| HN Mirror

Y	Hacker News new \| ask \| show \| jobs

by blauwbilgorgel 4317 days ago

Why Machine Learning is Kaggle competitions.

  I used an out-of-the-box algorithm, messed around a bit, 
  and definitely did not make the leaderboard.

Because that is not Kaggle competitions. Nearly everyone on the leaderboard is proficient in data analysis and machine learning. They all tried that out-of-the-box algorithm for their attempt. But they did not give up so easily.

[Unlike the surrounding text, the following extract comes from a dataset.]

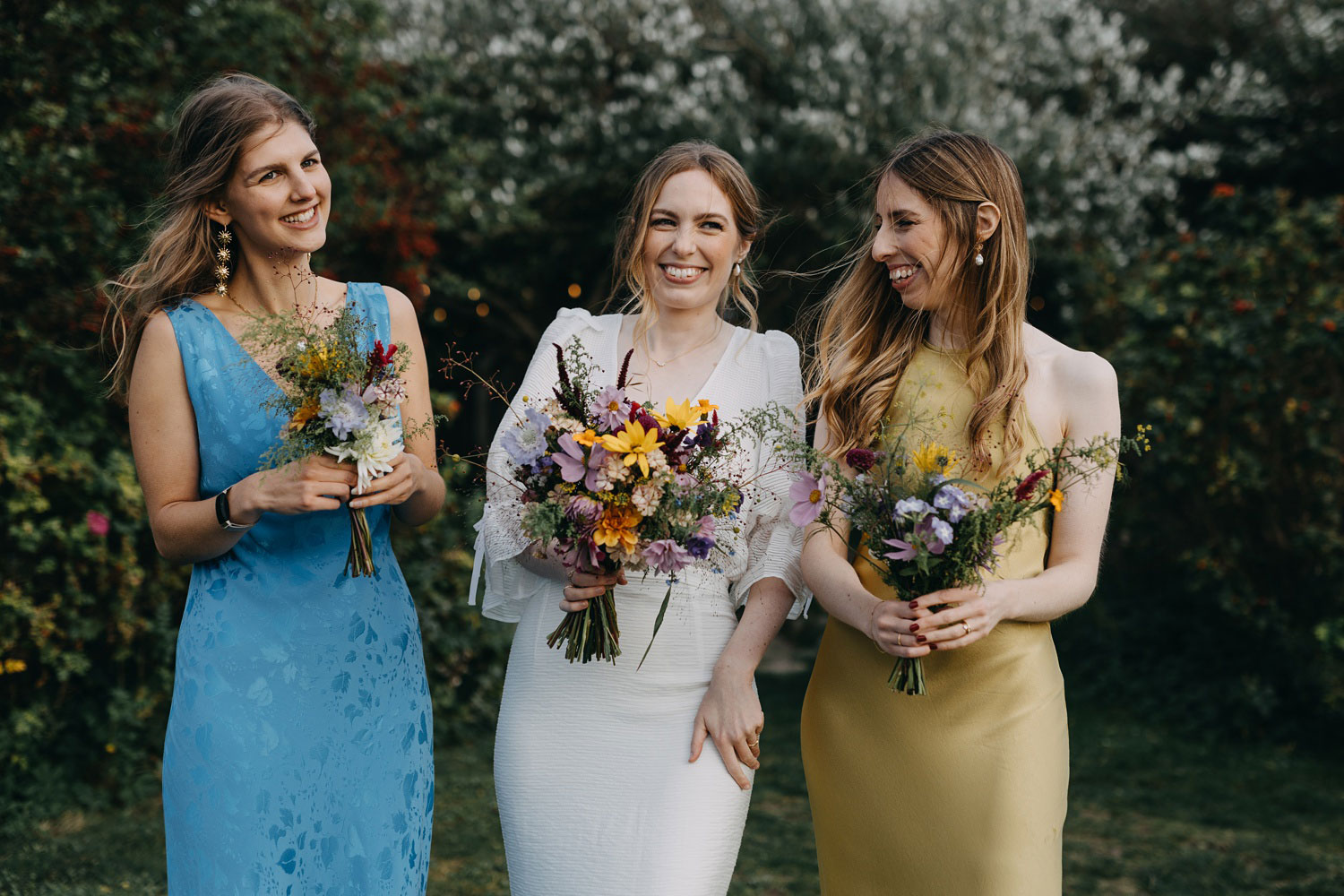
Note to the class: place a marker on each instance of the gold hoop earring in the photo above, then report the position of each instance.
(222, 255)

  Understand the business problem
  If you want to predict flight arrival times, what are 
  you really trying to do?

This is not different from Kaggle competitions, this is a tip for performing better in Kaggle competitions. See also the GE Flight Quest: https://www.gequest.com/c/flight Those winners used industry-standard machine learning, optimization techniques, but also creative insights and hunches, like tweaking the target labels:

"A next step is to ask, “What should I actually be predicting?”. This is an important step that is often missed by many – they just throw the raw dependent variable into their favorite algorithm and hope for the best. But sometimes you want to create a derived dependent variable. I’ll use the GE Flight Quest as an example: you don't want to predict the actual time the airplane will land; you want to predict the length of the flight; and maybe the best way to do that is to use the ratio of how long the flight actually was to how long it was originally estimated to be and then multiply that times the original estimate." - Steve Donoho - http://blog.kaggle.com/2014/08/01/learning-from-the-best/

Furthermore, it is entirely clear to everyone that data science in a business setting and in a competitive sport setting is different. To say they are equal, would be to say something like: paintball is equal to being in the military. But to say that Kaggle is not machine learning is to say: paintball requires no marksmanship.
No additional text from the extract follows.